On a beautiful day the grill was fired up as my parents’ home was prepared to host a summit of this blog's most dedicated followers; my grandparents. Lifelong and steadfast supporters of my quirky antics, sharing my travels through this medium with them, and receiving their notes in return, has been one of the main motivations to keep it running. As we chowed down on an ample spread of grilled meats and smoked salmon, I got to hear their takeaways from my documentation and was able to see the type of emotions and questions that it provoked. I recounted adventures and answered lingering queries, but most of all just enjoyed spending time with them and being reassured they are following along.

As guys do, my dad and I picked up right where we left off. Friday night manhattans cleansed the palette while half speed remastered 180g vinyl spun at an oh so steady 33 and a third. A great 18 holes had me wishing I could add a set of clubs to my travel kit moving forward. I played sidekick to my mom’s aggressively packed philanthropic schedule, always starting us off with a breakfast bowl of fresh fruit and yogurt in the morning.  We spent days wandering the streets of New York City from Chelsea to Bushwick binging on all my favorite treats along the way (read: Roberta’s Pizza, Van Leeuwen ice cream, Dough Donuts, Et. Al.) and as the Dolph crew is a music loving crowd, family bonding came in the form of an up close and personal Florence and the Machine concert in Brooklyn. My New York escapades lasted multiple days and deep into warm city nights. I needed a little fix of the life I had left behind, and a big dose of the friends I had not seen in too long. Drinks at my all-time favorite watering hole, Eastwood, a day of yoga, HIIT, and sauna, at Equinox (likely the least backpackery thing I had done in a long time), a trip to the Comedy Cellar marked as epic when Aziz Ansari made a surprise appearance late on a Tuesday night, and of course a visit to NYC's greatest single offering, The Lesson.

Front and center in every sense of the term

I turned my heading south to the shore, Long Beach Island, where a surf and trip to the famed Thunder Thursday gave a taste of summers past. I worked a beer fest set up crew in exchange for food and libations which lead to an eventful evening of Philadelphia gallivanting. The bus ride home from which was only made bearable by a heavenly placed La Colombe coffee that offered a lifesaving cup of cold brew for a small fee.

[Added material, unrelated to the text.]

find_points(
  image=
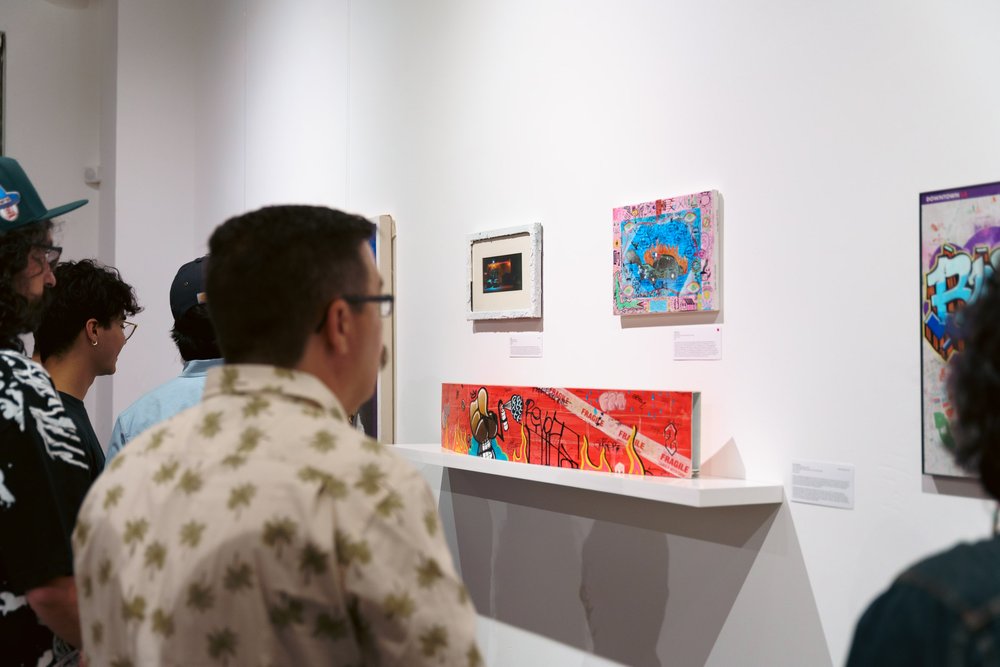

My time home was a whirlwind. A pedal to the metal, meet, greet, eat, and crash back into a former life. I wanted a taste of everything I had missed, and to reconnect with all those whose support has let me embark on this adventure. It was wonderful to see friends, enjoy the creature comforts of home, and above all share my adventures with family in person. But my trip isn’t over, not yet, so I restocked gear that had been worn through, patched a few holes, and reacquainted myself with my pack. Passport in hand I headed to the airport, only this time I wasn’t alone, a special guest would be accompanying Abi and I on this next leg. The fasten seatbelt sign illuminated and the plane pulled back, part two was officially underway.